The hourly rate, plus mileage, was excellent, but it was all so boring and, as I said to the area manager, I was padding my record sheet in order to make it pay. He said that he had not expected me to stay longer than the four months. There were one or two amusing incidents, like the time I went for a meeting at head office, somewhere in Middlesex and, as usual, lost my way going home. Thoroughly frustrated, I saw an ambulance marked Harrow Hospital and so, hoping it was going to the hospital and not to an accident, I followed it. You see, I knew my way home from the Harrow hospital because Tom had been a patient there. It was while working for Nestle that I thought I would buy a wig so that I would always look smart and well groomed. This worked well until I bent down to load a pagoda with chocolate bars and when I got up the wig stayed on the pagoda. Another time I was carrying my brief case in one hand and a large cauliflower just purchased from a barrow in the other. As I turned a corner the wind blew under the wig, lifting it off my head sideways, where I impaled it with the cauliflower, wearing it like some expensive hat. These days my hair is extremely sparse, but I remain wigless.

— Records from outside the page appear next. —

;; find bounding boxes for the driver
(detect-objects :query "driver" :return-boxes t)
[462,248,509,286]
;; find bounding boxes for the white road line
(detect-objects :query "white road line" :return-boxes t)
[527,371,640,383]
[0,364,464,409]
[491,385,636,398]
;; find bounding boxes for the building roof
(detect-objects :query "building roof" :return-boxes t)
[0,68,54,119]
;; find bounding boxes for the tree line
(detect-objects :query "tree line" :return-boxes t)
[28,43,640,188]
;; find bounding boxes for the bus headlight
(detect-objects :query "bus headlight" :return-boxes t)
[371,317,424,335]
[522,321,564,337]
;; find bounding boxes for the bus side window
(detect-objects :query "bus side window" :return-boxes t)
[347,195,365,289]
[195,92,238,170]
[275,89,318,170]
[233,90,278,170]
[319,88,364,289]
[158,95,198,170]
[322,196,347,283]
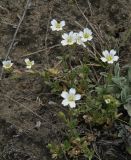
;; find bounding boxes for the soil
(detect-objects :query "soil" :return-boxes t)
[0,0,131,160]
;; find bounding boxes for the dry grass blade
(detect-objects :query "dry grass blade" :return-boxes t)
[0,0,31,80]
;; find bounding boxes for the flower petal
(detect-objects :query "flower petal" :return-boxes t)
[113,56,119,61]
[87,36,93,41]
[69,88,76,94]
[61,40,67,46]
[110,49,116,56]
[61,91,69,98]
[75,94,81,101]
[50,26,56,31]
[100,57,107,62]
[62,99,69,106]
[84,28,92,35]
[69,31,74,36]
[69,101,76,108]
[51,19,57,26]
[107,60,114,64]
[60,21,65,27]
[25,58,30,63]
[102,50,109,57]
[79,31,83,37]
[62,33,68,39]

My next job was with the Education Department at Boreham Wood, which I enjoyed because for the second time I had a middle aged, single female boss whom I respected. So what with the job, Daisy and Arthur, and Tom’s nephew, Alan, who came to live with us for nine months, I was pretty busy, but I missed the African sunshine, I missed the family and I missed Jeni who had no desire to return home. Who could blame her? She had a good job, a nice life and was very involved with Patrick, who wrote asking for permission to marry her. Tom refused because she was only eighteen, away from home and we knew nothing about the man, apart from the fact that he played the guitar, worked for the British South Africa Police and was Irish. The letters became more persistent, and Tom very reluctantly gave his permission. I should have packed my bags got on the next plane and looked at the whole romance in person. But I didn’t, I just cried buckets as I packed a trunk containing Willie Wabbit and his basket chair, some of Jeni’s books and treasures and shipped them off to Bulawayo.